Tutto questo è la letteratura a raccontarlo: non per spaventarci, ma credo invece per rassicurarci, per dirci che è già avvenuto, per ammonirci, anche, su cosa siamo e cosa dobbiamo tentare di non essere più. Negarlo significa vivere agganciati al presente: il che è una scelta legittima. Forse, però, non utile: non ora.
“Al principio dei flagelli e quando sono terminati, si fa sempre un po’ di retorica. Nel primo caso l’abitudine non è ancora perduta, e nel secondo è ormai tornata. Soltanto nel momento della sventura ci si abitua alla verità, ossia al silenzio”.
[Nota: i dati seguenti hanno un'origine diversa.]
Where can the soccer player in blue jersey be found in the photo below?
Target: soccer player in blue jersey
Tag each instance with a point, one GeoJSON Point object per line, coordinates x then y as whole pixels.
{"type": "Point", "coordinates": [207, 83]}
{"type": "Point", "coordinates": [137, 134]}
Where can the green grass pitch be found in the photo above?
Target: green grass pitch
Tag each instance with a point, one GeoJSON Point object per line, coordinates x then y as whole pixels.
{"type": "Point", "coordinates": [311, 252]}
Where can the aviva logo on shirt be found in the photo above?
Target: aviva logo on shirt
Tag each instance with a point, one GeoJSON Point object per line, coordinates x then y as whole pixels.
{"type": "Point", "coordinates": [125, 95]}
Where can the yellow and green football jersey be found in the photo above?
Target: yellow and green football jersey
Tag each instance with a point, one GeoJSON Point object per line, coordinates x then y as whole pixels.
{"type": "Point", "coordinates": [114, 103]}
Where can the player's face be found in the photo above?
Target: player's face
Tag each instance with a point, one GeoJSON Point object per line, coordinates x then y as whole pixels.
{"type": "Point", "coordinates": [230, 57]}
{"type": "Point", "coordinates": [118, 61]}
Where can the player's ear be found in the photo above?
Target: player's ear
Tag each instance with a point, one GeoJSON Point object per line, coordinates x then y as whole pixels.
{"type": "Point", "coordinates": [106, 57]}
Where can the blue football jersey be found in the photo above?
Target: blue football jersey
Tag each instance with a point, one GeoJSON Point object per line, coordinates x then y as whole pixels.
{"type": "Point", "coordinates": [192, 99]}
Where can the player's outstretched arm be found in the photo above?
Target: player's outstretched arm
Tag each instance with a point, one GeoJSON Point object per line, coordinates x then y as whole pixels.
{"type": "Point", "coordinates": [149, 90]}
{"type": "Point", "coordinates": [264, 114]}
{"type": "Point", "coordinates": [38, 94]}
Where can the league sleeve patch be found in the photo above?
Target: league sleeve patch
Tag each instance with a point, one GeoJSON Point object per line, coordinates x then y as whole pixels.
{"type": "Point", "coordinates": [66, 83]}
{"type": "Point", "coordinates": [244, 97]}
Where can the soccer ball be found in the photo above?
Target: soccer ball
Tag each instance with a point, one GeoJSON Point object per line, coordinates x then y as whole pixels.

(sempre Camus, sempre la Peste)

Un pensiero su “UNO SMERALDO SOTTO LA LINGUA: COME ERAVAMO E COME SIAMO

  1. Leggendo quello che ha scritto Loredana Lipperini mi è venuta in mente una parola: delazione. La definizione del Treccani è: L’atto di denunciare segretamente, per lucro, per servilismo o per altri motivi, l’autore di un reato o di altra azione soggetta a pena o sanzione, o di fornire comunque informazioni che consentano d’identificarlo. Questo cinquecento anni fa quando è nata mi sembra la parola e nel secolo scorso durante il nazismo e il fascismo, sempre segretamente. Ora lo si fa apertamente sui social ed oggi non ci sono appartenenti ad etnie, religioni, politiche da estirpare , ma persone con scarso senso civico trasformati in untori. A livello giuridico ,sempre la parola delazione ” Indica l’aspetto oggettivo del fenomeno successorio, vale a dire la possibilità di subentrare, in tutto o in parte, nel patrimonio del de cuius ”
    Quindi da delatori si può passare in un niente a vittime di delazioni altrui , ricevere in eredità . Mi sembrano lontani anni luce quelli dell’infanzia ,quando mi si diceva che la spia è peggio del ladro, ma forse è tutta un’altra storia. O no? E poi il senso civico che manca nelle persone che girano per strada siamo poi sicuri di trovarlo in quelle che le additano? Non è che l’emergenza ci porta agli estremi, quando invece ci dovrebbe guidare il buon senso, quando dobbiamo stare a casa invece di uscire o sulle tastiere a cercare di far capire invece di giudicare?